Nationalisation was an attempt to improve the banking system of Ukraine by creating safer conditions for the customers of the largest bank in the country. In 2016, PrivatBank provided services to 48.6% of the Ukrainians who used banking services.
Initially, the PrivatBank case was nothing more than a dispute with the National Bank of Ukraine. Though, now it could be interpreted it as a personal conflict between Kolomoisky and Valeriya Gontareva, the governor of the central bank in 2016.
On the other hand, it may be that Poroshenko wanted to obtain the control over other assets belonging to Privat Group. From Kolomoisky’s perspective, Petro Poroshenko used PrivatBank as a bargaining chip over the fate of Kolomoisky’s ‘1+1’ channel.
In April 2018, Kolomoisky blamed Poroshenko for suppressing the free speech in Ukraine. Kolomoisky noted that Poroshenko wants to acquire an absolute control over all television channels. He added that he does not intend to support Poroshenko’s 2019 re-election bid.
Nevertheless, there are few remaining questions that must be addressed. If Kolomoisky asserted that his partners never conducted any fraudulent activities, why did an independent report from Kroll prove that PrivatBank lost £4.2bn as a result of fraud?
Secondly, why did Kolomoisky and Bogolyubov meet with the former head of the presidential administration, Boris Lozhkin? Could they have discussed the terms for cooperation during the upcoming elections?

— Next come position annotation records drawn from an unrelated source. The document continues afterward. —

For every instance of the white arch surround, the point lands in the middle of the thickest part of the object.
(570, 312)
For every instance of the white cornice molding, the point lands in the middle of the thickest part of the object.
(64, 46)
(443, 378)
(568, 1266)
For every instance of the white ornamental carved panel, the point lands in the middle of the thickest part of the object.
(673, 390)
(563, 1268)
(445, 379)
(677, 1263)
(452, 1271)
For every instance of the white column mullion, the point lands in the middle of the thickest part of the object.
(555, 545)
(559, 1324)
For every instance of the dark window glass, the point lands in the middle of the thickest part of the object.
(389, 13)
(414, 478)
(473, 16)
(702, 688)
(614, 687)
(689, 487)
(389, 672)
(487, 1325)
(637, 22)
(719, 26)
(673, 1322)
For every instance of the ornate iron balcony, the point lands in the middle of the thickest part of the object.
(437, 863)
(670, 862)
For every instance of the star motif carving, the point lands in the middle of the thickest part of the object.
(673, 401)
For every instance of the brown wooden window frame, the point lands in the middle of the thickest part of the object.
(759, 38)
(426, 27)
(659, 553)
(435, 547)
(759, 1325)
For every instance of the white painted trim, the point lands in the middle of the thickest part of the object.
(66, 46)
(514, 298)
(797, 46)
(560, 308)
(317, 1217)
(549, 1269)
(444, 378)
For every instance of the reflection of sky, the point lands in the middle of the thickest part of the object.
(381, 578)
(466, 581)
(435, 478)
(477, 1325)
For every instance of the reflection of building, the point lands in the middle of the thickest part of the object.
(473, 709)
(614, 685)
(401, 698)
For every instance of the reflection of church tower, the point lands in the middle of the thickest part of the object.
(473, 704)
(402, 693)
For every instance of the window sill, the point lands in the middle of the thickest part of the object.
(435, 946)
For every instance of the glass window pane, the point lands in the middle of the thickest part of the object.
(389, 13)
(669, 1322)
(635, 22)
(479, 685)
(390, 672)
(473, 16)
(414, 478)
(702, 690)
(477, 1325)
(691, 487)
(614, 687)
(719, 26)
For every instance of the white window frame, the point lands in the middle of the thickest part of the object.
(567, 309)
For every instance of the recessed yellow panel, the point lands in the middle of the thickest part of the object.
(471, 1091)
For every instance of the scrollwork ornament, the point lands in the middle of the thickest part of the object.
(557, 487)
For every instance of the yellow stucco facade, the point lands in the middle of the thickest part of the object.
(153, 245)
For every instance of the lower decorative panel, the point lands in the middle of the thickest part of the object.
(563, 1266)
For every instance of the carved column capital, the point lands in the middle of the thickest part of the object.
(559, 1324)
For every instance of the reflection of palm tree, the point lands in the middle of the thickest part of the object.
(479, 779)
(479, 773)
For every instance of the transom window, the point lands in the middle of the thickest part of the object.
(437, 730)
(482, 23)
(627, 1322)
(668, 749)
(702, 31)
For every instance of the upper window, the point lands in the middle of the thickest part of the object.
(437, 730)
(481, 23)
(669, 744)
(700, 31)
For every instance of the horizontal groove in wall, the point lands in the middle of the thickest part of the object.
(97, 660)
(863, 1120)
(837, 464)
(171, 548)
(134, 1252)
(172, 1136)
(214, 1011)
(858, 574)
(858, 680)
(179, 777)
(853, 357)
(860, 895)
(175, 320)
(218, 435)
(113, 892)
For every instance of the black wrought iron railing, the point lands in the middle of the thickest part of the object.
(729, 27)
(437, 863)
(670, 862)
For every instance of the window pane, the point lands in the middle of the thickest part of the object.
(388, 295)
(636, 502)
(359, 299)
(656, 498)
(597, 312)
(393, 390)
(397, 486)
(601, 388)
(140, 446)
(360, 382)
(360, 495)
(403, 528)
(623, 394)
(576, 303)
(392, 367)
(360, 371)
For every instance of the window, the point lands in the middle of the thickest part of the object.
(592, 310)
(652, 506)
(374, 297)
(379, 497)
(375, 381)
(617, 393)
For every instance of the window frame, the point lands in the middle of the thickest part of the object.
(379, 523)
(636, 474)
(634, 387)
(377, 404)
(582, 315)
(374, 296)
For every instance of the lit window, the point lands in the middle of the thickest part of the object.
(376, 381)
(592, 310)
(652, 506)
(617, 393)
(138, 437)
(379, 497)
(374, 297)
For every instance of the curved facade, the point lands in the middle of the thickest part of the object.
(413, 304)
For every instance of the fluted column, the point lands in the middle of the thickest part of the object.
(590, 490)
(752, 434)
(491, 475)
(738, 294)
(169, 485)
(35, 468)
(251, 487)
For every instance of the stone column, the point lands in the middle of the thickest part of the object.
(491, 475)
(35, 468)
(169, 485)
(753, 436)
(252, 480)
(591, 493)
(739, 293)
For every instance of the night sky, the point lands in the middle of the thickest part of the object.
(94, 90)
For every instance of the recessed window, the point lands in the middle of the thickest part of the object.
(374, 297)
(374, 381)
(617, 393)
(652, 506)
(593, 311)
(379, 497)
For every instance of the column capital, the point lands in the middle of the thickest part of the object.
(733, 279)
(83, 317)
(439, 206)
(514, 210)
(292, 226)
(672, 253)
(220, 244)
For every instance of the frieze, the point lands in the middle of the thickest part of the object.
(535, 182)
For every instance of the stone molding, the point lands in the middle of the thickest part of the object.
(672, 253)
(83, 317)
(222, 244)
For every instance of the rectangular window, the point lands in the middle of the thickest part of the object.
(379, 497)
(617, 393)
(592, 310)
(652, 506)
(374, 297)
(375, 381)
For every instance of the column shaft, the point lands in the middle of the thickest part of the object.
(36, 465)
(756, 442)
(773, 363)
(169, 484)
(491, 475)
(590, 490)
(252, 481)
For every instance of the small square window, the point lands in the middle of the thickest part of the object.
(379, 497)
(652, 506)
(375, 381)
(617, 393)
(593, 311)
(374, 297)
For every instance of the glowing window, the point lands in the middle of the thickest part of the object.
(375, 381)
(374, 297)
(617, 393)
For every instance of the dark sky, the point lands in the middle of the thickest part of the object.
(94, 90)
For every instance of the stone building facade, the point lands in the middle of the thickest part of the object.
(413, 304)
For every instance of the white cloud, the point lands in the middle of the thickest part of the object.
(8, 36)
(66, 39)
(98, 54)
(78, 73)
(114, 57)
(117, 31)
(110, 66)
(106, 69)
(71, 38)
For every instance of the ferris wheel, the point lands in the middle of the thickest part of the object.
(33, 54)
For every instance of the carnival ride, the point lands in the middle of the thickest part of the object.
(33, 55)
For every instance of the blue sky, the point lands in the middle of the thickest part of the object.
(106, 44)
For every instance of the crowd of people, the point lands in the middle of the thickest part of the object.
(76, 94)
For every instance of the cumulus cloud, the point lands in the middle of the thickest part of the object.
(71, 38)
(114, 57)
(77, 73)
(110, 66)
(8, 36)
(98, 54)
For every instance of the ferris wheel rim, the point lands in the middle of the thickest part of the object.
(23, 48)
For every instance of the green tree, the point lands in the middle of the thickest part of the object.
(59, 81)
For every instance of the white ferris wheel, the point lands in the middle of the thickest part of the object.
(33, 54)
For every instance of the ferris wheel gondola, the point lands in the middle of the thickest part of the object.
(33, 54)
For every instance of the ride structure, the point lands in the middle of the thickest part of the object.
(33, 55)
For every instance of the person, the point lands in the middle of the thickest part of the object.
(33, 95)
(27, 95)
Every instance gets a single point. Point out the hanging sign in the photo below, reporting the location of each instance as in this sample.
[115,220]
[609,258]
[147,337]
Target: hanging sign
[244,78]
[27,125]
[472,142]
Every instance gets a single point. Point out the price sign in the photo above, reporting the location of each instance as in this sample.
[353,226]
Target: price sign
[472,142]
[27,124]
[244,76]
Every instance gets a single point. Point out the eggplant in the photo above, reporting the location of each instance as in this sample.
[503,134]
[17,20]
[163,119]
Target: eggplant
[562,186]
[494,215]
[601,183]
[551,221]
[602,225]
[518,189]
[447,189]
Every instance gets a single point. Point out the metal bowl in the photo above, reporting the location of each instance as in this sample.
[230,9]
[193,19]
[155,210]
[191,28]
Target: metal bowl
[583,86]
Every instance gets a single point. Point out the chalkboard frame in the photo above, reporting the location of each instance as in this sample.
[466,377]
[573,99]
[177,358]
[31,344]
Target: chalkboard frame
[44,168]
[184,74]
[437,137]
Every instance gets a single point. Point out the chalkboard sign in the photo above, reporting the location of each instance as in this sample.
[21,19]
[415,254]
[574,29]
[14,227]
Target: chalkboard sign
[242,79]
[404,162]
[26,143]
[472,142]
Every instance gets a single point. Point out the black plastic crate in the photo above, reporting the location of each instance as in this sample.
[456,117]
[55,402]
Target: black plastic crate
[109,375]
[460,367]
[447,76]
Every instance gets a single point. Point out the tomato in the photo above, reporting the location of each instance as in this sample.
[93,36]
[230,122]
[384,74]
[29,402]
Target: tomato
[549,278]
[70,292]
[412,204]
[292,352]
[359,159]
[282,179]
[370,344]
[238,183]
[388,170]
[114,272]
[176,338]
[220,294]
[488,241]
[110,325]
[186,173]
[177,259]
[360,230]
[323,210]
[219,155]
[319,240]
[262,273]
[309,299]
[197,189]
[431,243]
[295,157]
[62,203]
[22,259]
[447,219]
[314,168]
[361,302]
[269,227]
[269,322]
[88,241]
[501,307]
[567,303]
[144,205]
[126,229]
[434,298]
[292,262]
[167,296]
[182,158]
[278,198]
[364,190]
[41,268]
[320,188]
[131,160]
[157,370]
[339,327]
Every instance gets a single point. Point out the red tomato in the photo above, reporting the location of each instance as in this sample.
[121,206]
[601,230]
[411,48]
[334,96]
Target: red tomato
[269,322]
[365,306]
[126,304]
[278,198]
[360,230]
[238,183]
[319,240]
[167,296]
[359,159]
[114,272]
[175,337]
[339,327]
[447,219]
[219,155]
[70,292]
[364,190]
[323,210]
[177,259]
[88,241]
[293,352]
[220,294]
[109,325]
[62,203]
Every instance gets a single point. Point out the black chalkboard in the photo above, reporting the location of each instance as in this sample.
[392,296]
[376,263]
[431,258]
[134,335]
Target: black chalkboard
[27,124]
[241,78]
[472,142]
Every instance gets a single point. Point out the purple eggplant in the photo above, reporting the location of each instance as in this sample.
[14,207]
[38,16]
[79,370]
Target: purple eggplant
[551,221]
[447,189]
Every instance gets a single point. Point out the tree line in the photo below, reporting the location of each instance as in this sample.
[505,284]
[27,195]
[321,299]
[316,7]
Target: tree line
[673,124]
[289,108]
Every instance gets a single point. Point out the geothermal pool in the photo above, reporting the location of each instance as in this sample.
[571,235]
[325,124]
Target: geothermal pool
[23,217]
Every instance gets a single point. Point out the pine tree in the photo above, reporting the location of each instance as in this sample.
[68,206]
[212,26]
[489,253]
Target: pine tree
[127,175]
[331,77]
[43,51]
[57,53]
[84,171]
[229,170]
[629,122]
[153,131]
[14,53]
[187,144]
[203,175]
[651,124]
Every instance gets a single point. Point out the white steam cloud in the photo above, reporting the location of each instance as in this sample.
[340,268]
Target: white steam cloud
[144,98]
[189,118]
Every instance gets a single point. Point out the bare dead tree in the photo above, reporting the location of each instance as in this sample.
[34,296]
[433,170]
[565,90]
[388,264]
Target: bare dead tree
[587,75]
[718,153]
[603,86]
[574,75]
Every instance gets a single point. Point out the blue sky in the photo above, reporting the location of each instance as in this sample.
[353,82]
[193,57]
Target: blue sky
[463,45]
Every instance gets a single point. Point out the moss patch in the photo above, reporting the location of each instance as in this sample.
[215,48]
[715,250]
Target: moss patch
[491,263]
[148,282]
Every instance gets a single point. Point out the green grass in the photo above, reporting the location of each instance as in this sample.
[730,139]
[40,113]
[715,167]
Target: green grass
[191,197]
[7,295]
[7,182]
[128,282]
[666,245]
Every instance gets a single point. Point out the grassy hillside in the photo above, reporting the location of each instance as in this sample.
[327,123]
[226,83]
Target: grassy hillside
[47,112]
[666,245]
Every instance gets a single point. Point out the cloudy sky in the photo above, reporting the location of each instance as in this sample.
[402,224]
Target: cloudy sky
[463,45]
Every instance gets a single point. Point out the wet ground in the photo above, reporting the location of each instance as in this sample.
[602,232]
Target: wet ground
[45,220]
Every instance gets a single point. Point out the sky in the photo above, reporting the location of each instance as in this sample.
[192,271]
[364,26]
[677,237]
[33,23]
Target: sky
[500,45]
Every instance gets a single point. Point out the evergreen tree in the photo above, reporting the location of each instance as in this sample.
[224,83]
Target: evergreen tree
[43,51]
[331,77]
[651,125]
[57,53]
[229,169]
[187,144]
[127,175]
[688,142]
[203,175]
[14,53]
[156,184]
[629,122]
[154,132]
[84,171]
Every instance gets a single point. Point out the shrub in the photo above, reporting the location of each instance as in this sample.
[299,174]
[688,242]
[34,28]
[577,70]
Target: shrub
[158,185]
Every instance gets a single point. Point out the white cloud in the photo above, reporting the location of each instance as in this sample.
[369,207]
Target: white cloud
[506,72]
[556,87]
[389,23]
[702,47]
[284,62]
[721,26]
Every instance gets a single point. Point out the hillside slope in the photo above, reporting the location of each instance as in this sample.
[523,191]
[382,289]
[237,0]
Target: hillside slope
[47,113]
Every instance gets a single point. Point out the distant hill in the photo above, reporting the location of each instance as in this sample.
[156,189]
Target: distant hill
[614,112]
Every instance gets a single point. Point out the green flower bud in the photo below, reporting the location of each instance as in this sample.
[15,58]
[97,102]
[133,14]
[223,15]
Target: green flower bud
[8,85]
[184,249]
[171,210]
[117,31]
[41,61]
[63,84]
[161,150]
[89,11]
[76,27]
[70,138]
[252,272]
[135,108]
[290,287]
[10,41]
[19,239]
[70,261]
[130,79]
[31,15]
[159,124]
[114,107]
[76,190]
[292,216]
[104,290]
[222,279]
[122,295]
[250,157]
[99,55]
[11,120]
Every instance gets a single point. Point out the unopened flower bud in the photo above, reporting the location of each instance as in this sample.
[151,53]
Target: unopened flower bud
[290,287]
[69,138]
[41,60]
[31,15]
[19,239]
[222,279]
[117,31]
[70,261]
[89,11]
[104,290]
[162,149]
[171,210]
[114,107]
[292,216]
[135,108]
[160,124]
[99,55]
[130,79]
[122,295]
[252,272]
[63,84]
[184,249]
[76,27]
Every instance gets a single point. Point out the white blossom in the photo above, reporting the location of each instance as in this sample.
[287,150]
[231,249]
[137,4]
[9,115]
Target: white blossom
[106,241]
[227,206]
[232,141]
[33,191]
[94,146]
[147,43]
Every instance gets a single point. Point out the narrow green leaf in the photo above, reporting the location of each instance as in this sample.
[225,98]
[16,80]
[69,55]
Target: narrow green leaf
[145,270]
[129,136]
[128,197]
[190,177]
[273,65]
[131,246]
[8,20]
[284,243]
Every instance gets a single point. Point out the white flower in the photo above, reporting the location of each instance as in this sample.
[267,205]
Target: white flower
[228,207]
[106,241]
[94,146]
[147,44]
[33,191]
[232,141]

Lastly, if Poroshenko wants Ukraine to acquire a European mentality, why does he behave as the Soviet civil servant with regards to social and institutional reforms?
To sum up, it is difficult to find a trigger for their conflict, but the existing data sheds light on serious problems with the Ukrainian business environment. Undoubtedly, this scandal has led to the deterioration of the reputation of Ukrainian businessmen at an international level.
Ukraine needs foreign direct investment to boost its economic growth, but the potential investors are sceptical to work in Ukraine because of the tensions between the president and the oligarchy.